The significance of the observation that guinea pigs develop scurvy when fed on oats and milk seemed even more important to McCollum and Pitz (13) than to Jackson and Moore. McCollum and Davis (14) had in 1915, as the result of extensive studies on the nutrition of the rat, formulated the working hypothesis that the simplest diet which can support normal nutrition in this species is one which fulfills the following conditions. It must contain sufficient protein of the "complete" type; adequate amounts of nine mineral elements in appropriate combinations (Na, K, Ca, Mg, Cl, P, S, Fe, I); a source of the carbohydrate glucose, and two dietary factors of undetermined chemical nature, which McCollum and Kennedy (15) provisionally called fat-soluble A and water-soluble B. These were recognized as belonging to the class of food substances which Funk (16) had designated by the term "vitamine," and for the existance of which he had positive evidence only in the case of the anti-beri-beri substance (water-soluble B) with which polyneuritis in birds and beri-beri in man had been successfully treated. The history of the investigations which led to the discovery of these has been presented in Chapter II (A Biological Method For The Analysis Of A Foodstuff. 17. Mccollum'S Experiments Not Verified By Osborne And Mendel).

McCollum had found that a diet of oats and milk sufficed to maintain a rat in a state of health for a long period, without any evidence of disease. When McCollum and Pitz, independently of Jackson and Moore, observed that guinea pigs confined to a diet of oats and milk quickly succumb to scurvy, they found it difficult to believe that the disease could be due to the lack of a specific substance, for milk alone suffices as the sole food for all young mammals during a critical period of their lives.

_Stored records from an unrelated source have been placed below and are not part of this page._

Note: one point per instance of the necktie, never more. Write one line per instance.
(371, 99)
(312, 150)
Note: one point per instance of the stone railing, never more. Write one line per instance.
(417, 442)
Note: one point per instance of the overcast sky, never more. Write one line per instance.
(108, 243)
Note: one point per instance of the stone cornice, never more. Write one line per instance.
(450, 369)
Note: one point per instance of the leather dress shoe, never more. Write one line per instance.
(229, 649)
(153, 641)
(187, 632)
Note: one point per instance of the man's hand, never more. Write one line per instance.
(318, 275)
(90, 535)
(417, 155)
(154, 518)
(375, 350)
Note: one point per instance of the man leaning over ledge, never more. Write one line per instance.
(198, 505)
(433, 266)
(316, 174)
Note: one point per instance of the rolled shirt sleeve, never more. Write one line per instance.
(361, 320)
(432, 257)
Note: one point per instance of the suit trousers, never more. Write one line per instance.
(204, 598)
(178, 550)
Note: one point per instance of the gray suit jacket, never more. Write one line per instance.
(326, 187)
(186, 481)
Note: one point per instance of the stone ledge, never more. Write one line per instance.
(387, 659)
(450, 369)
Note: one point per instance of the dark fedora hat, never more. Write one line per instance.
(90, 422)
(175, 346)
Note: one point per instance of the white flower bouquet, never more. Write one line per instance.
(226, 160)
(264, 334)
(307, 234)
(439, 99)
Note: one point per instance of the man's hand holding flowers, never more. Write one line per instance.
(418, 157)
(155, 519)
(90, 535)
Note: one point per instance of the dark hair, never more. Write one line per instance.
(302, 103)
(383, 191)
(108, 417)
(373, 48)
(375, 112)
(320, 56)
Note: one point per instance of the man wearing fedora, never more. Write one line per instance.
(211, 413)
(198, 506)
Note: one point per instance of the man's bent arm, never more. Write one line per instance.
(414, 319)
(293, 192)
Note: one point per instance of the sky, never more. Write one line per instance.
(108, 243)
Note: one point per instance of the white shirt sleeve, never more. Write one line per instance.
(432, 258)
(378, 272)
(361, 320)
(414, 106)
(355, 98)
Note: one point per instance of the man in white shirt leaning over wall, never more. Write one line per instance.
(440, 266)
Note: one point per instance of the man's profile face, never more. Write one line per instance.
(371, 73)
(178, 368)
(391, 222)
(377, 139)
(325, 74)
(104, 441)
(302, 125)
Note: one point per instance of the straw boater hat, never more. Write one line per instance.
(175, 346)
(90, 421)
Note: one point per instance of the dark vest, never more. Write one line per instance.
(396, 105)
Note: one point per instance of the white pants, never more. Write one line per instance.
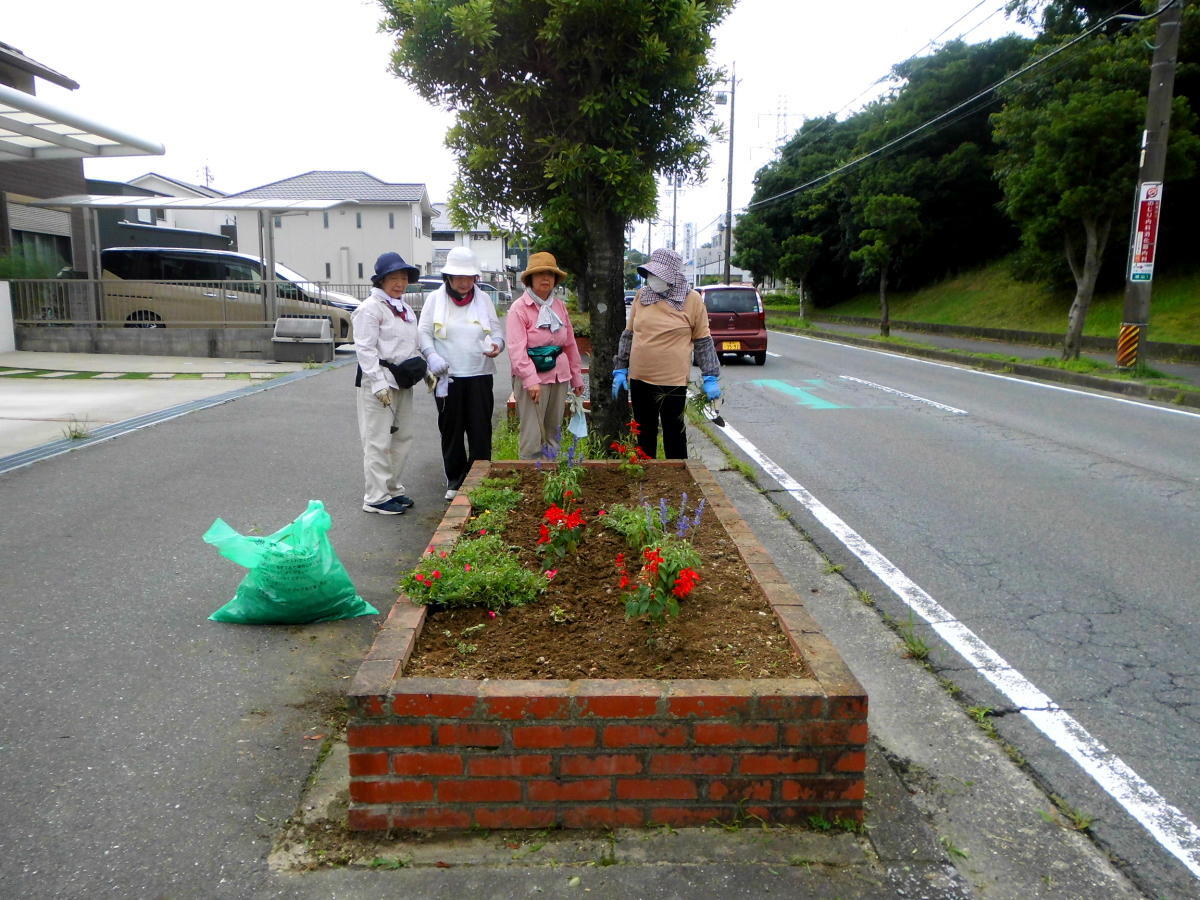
(387, 435)
(541, 423)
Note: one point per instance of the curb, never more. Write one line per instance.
(1174, 396)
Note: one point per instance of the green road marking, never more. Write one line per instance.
(802, 396)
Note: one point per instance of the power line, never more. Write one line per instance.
(985, 91)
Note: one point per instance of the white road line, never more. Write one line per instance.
(903, 394)
(1174, 831)
(965, 367)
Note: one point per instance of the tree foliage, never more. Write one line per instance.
(1069, 156)
(565, 113)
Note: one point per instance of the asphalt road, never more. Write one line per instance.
(1059, 526)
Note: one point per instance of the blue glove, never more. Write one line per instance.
(619, 381)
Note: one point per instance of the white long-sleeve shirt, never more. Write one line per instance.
(457, 339)
(382, 334)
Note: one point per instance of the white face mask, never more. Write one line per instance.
(657, 285)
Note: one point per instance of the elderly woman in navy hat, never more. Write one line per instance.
(389, 365)
(545, 358)
(667, 327)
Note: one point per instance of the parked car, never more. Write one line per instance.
(736, 321)
(155, 287)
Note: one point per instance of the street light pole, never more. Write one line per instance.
(729, 178)
(1147, 203)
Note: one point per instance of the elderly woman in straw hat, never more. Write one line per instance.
(545, 358)
(667, 327)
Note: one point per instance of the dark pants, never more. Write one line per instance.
(654, 403)
(465, 419)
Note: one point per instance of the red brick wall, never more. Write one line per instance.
(439, 753)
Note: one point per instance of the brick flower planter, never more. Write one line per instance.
(451, 754)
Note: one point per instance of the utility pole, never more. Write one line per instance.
(729, 178)
(1149, 198)
(675, 207)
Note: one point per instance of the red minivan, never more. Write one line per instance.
(736, 321)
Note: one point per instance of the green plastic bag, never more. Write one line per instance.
(294, 577)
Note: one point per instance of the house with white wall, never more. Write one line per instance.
(340, 246)
(195, 220)
(491, 250)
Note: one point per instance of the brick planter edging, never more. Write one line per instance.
(451, 754)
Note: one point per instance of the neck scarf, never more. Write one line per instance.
(675, 295)
(405, 311)
(546, 315)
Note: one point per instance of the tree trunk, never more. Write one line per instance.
(601, 288)
(885, 318)
(1086, 273)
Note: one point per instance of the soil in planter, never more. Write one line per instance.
(577, 628)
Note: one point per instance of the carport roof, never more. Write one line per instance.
(273, 204)
(31, 129)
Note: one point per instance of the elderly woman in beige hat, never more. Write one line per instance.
(545, 358)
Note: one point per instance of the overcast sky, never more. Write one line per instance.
(261, 90)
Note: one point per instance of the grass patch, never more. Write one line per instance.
(990, 298)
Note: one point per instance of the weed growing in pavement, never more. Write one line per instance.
(915, 647)
(76, 430)
(952, 849)
(1075, 820)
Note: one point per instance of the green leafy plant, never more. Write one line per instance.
(625, 447)
(561, 532)
(483, 571)
(669, 573)
(562, 480)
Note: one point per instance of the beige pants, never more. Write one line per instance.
(387, 436)
(541, 423)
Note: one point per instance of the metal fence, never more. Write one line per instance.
(153, 304)
(195, 304)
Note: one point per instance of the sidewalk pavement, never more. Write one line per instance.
(151, 753)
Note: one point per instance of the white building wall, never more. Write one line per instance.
(341, 245)
(195, 219)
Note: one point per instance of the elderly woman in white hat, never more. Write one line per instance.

It was difficult to accept the view that anything essential for normal nutrition was absent from milk and oat mixtures.

They further observed that their guinea pigs which were suffering from scurvy developed impaction of the cecum when the condition was brought about by feeding milk and oats, both of which are constipating foods. They, therefore, offered the tentative explanation that injury to the cecum of this species is of primary importance as a factor in the etiology of scurvy. They were inclined to accept the view of Jackson and Moore that the cause of the disease was an invasion of the tissues by bacteria, made possible by the damage to the cecum as a result of the retention of feces. The observation that paraffin oil or cathartics sometimes saved scorbutic animals from death lent support to this view.